Veranstaltung:Globale Dummokratie

Scharfzüngig bis sarkastisch geißelt das Kabarettisten-Duo "Faltsch Wagoni" den Zustand dieser Welt

Von Armin Greune, Dießen

Kaum zu glauben, so frisch wirken sie. Aber auf der Bühne des gut besetzten "Maurerhansl" steht das dienstälteste Kabarettistenpaar der Republik: Schon seit 36 Jahren sind Silvana und Thomas Prosperi alias Faltsch Wagoni privat wie beruflich Partner. Routine oder gar Langeweile strahlen sie deswegen noch lange nicht aus - aber eine gewisse Abgeklärtheit, die es vielleicht mit sich gebracht hat, dass man seine Zeit nicht mehr mit tagesaktuellen Aufregern und läppischen Kleinigkeiten vertrödelt, sondern sich den wirklich großen Themen widmet: Politik und Liebe stehen im Fokus des neuesten Programms "Auf in den Kampf Amore" und über beide Begriffe - ob als Synergisten oder Antagonisten - wird im Laufe des Abends immer wieder gesungen, gereimt und getextet.

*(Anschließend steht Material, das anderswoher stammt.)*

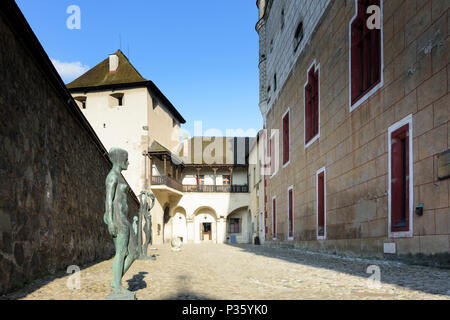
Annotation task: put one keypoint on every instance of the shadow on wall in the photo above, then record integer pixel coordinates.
(391, 272)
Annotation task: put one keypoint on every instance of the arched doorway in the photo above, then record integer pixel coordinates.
(205, 226)
(167, 231)
(179, 226)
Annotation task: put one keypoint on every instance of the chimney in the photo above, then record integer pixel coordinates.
(113, 63)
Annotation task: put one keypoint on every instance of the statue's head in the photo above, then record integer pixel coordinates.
(119, 157)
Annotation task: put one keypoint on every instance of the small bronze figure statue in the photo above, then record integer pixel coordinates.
(116, 218)
(145, 213)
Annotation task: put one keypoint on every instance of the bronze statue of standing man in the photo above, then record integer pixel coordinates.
(116, 217)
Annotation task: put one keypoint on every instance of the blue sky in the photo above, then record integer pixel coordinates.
(202, 54)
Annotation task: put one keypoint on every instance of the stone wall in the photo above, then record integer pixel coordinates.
(353, 145)
(52, 168)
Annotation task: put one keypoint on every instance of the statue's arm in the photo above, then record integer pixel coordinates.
(111, 185)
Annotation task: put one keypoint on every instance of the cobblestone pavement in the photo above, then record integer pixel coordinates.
(209, 271)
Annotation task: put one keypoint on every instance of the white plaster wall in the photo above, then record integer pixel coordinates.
(245, 224)
(239, 176)
(282, 58)
(161, 124)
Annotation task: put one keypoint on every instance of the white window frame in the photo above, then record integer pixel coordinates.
(402, 234)
(293, 213)
(274, 221)
(324, 237)
(289, 136)
(365, 97)
(317, 136)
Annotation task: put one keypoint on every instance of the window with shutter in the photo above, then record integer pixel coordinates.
(274, 217)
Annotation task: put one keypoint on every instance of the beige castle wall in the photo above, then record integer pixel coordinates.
(354, 146)
(162, 127)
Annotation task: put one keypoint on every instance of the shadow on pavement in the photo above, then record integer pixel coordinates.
(137, 282)
(41, 281)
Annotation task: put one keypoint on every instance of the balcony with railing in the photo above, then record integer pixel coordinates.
(166, 181)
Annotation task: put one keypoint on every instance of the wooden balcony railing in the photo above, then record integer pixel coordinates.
(212, 188)
(167, 181)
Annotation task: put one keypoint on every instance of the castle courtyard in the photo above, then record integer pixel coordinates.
(220, 271)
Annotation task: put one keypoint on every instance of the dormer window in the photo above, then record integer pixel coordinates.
(298, 36)
(116, 99)
(81, 101)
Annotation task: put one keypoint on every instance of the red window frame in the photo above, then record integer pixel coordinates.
(312, 105)
(321, 204)
(274, 217)
(291, 213)
(286, 138)
(365, 53)
(400, 179)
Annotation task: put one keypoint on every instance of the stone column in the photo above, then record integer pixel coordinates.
(165, 165)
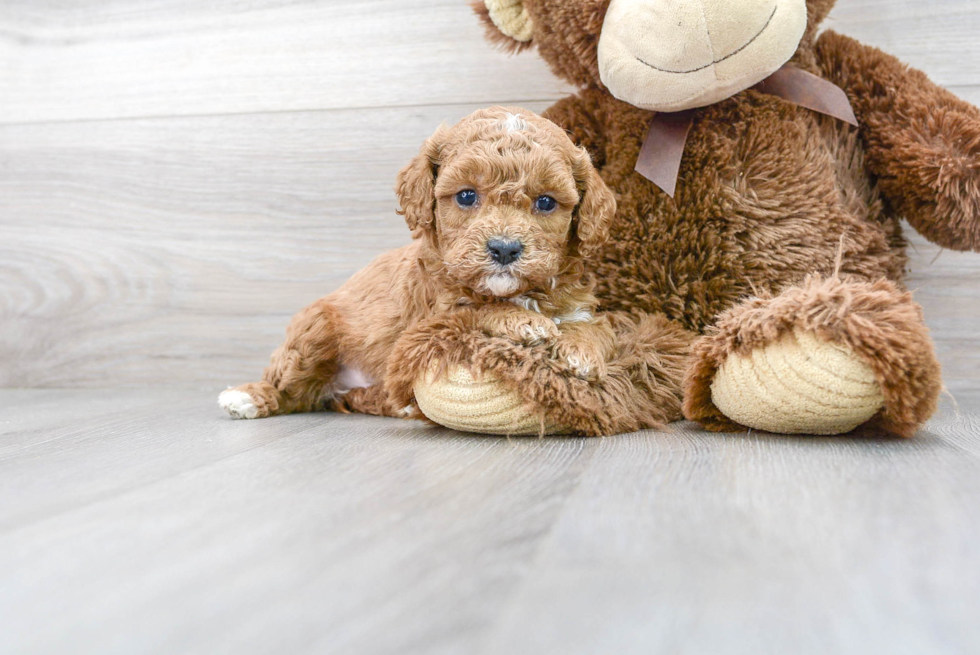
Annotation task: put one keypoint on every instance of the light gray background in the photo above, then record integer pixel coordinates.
(178, 177)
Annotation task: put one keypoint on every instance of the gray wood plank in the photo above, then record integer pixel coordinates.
(151, 251)
(353, 534)
(175, 250)
(304, 540)
(697, 543)
(109, 59)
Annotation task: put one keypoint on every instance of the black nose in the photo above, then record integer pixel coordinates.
(504, 251)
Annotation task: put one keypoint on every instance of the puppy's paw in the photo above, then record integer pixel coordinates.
(238, 404)
(583, 361)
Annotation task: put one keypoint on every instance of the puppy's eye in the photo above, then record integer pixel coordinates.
(466, 198)
(545, 204)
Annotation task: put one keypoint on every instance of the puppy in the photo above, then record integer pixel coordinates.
(503, 208)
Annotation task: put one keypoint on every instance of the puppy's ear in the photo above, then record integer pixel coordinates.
(595, 210)
(416, 184)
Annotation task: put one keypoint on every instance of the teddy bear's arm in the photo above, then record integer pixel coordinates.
(580, 115)
(922, 142)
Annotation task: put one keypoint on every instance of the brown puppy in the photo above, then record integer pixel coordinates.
(503, 208)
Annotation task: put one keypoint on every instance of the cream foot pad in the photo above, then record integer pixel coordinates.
(799, 384)
(460, 402)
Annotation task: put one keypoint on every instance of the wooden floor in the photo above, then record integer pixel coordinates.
(177, 178)
(147, 522)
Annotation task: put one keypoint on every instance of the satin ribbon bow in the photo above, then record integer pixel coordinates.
(660, 157)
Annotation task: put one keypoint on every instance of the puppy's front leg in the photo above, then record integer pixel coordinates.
(585, 347)
(517, 324)
(300, 368)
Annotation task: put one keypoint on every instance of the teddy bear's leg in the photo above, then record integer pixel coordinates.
(921, 142)
(466, 379)
(825, 357)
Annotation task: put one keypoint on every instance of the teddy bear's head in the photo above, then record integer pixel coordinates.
(662, 55)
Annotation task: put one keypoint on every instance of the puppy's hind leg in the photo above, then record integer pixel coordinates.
(374, 400)
(300, 369)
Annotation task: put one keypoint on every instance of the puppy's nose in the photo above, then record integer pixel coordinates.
(504, 251)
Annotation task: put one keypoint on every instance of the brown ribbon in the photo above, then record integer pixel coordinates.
(660, 157)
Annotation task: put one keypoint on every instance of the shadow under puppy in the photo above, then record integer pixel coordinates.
(503, 208)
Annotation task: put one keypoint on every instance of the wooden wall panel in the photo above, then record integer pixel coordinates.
(177, 177)
(175, 250)
(115, 59)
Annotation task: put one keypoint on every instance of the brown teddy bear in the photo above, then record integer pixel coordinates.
(769, 232)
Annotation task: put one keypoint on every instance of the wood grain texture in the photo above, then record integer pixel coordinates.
(173, 250)
(110, 59)
(172, 529)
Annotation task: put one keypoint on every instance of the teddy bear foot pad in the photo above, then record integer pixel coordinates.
(798, 384)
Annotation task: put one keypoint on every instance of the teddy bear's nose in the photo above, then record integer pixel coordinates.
(504, 251)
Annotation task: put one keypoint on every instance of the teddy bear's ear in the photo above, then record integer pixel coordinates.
(507, 23)
(816, 11)
(416, 184)
(595, 210)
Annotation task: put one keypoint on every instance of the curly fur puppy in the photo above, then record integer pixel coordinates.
(503, 208)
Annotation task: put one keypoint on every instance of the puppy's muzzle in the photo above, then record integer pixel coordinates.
(504, 251)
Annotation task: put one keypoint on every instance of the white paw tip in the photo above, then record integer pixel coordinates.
(238, 404)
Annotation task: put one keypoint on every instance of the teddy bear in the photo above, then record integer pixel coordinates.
(755, 263)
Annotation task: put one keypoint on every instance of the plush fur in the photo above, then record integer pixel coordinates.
(769, 195)
(337, 351)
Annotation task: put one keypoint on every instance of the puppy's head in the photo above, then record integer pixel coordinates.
(505, 201)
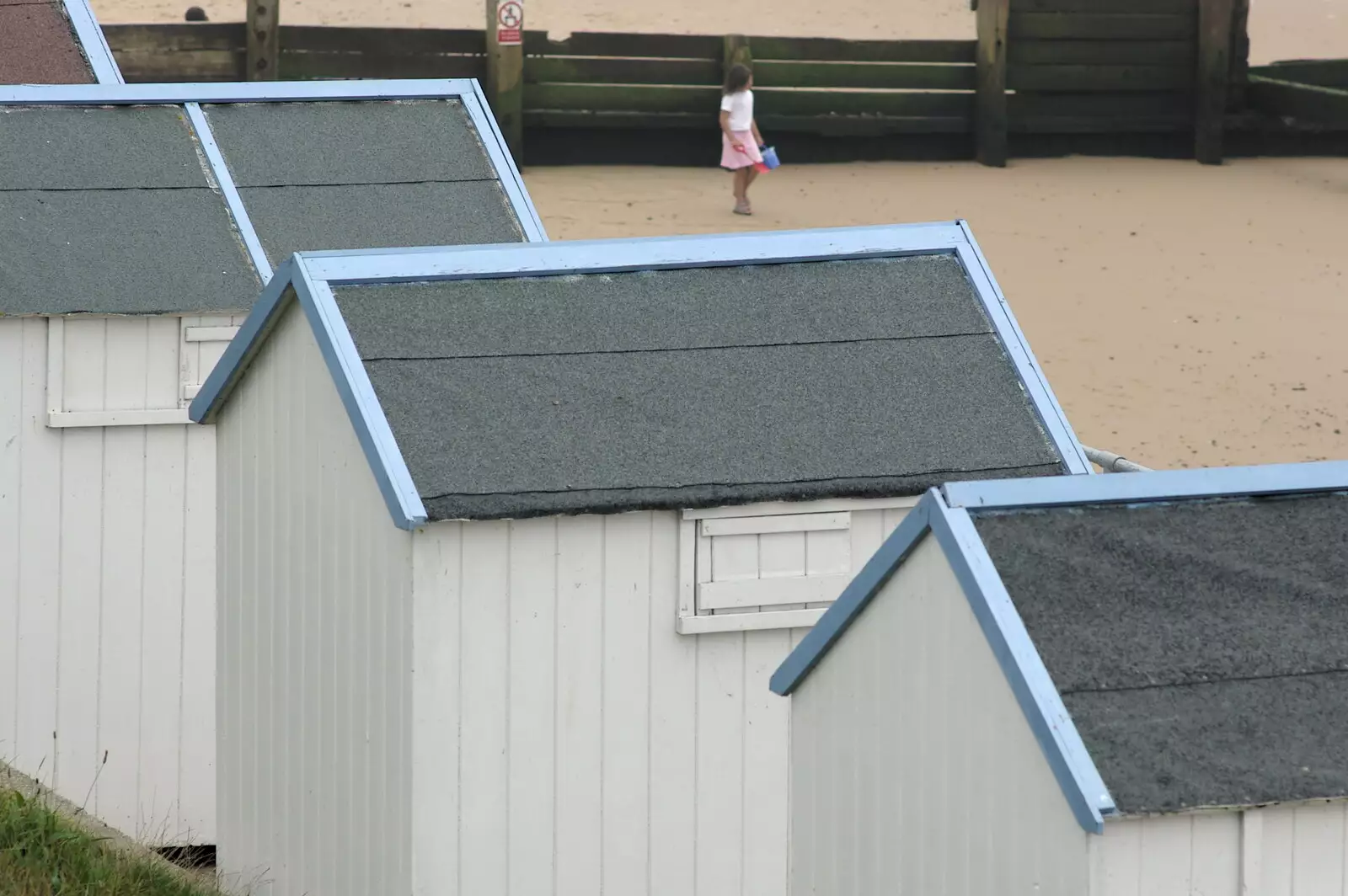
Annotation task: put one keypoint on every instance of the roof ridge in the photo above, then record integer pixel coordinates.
(1339, 670)
(682, 348)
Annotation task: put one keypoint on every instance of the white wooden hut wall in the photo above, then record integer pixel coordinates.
(1291, 849)
(559, 736)
(316, 701)
(913, 767)
(573, 740)
(107, 566)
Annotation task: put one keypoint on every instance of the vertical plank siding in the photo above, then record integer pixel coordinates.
(568, 740)
(1292, 849)
(970, 806)
(314, 644)
(107, 576)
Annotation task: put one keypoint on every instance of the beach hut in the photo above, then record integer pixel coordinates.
(139, 224)
(511, 539)
(1084, 686)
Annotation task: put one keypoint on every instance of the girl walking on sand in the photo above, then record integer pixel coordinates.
(741, 138)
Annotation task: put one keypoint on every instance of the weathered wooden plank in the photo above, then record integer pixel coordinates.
(1126, 7)
(1176, 53)
(591, 71)
(1099, 77)
(182, 67)
(211, 35)
(1312, 104)
(263, 40)
(991, 116)
(1213, 76)
(604, 44)
(1056, 26)
(840, 125)
(506, 73)
(1325, 73)
(839, 51)
(867, 76)
(595, 98)
(302, 67)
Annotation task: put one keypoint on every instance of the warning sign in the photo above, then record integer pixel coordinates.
(510, 24)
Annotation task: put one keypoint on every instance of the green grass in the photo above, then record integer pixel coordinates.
(45, 855)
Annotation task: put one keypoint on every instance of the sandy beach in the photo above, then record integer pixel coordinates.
(1186, 316)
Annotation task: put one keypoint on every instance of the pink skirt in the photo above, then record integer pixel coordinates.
(732, 158)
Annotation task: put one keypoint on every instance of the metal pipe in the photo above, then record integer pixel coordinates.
(1111, 462)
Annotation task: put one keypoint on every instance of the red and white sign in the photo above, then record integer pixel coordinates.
(510, 24)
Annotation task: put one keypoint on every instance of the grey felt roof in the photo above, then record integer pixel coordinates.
(698, 387)
(1201, 647)
(38, 45)
(110, 211)
(354, 175)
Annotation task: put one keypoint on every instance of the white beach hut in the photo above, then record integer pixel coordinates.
(139, 224)
(1084, 686)
(511, 539)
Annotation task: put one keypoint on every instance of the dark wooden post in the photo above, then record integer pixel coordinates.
(506, 71)
(1215, 38)
(1239, 57)
(991, 114)
(736, 51)
(263, 40)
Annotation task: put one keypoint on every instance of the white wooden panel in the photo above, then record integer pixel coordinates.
(770, 592)
(766, 774)
(532, 621)
(941, 801)
(580, 712)
(626, 709)
(209, 334)
(1280, 840)
(639, 761)
(88, 419)
(784, 523)
(673, 723)
(1289, 849)
(323, 558)
(1318, 862)
(484, 731)
(720, 761)
(99, 520)
(437, 689)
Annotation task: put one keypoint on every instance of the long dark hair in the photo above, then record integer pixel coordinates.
(736, 78)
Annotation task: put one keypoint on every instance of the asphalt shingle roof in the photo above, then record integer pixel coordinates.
(1201, 647)
(110, 211)
(525, 397)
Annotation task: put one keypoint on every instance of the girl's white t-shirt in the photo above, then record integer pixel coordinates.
(741, 105)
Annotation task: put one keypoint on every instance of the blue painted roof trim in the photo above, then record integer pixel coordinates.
(855, 599)
(94, 42)
(642, 253)
(1035, 691)
(344, 365)
(114, 92)
(1159, 485)
(1051, 417)
(226, 181)
(357, 395)
(480, 114)
(1019, 660)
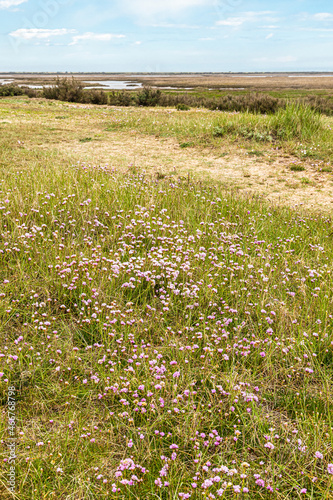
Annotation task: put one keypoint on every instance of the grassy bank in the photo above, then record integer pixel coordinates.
(165, 339)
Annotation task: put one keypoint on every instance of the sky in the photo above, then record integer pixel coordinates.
(166, 35)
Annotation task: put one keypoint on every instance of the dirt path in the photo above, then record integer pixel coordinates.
(82, 138)
(269, 175)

Das Paar ist schlicht schwarz-weiß gekleidet, Kabarett lebt schließlich von Polarisierungen und eindeutigen Positionen. In diesem Fall nimmt "Lady Dada" Silvana die Rolle der "Queen of Kings" oder der "Repräsentante" ein, der Thomas, "Souverän und Leichtfuß", als Volk oder "Folks" huldigt. Sie regieren "Empörien, Heimat der empathischen Europäer", die es geschafft hat, vom kleinen Anfänger zum großen Gewinner zu werden. Die Biografie der Künstler fällt bescheidener aus, bietet jedoch auch Munition für (selbst-)ironische Rückblicke auf die "Achtundsechziger von 1978", die angeblich die Polizei mit ihren Schlaghosen in Angst und Schrecken versetzten. Den häuslichen WG-Horror aber verkörpert der Kefir, "das Haustier der 70er", der zur Killersülze mutiert und Mitbewohner Peter nächtens verschlingt.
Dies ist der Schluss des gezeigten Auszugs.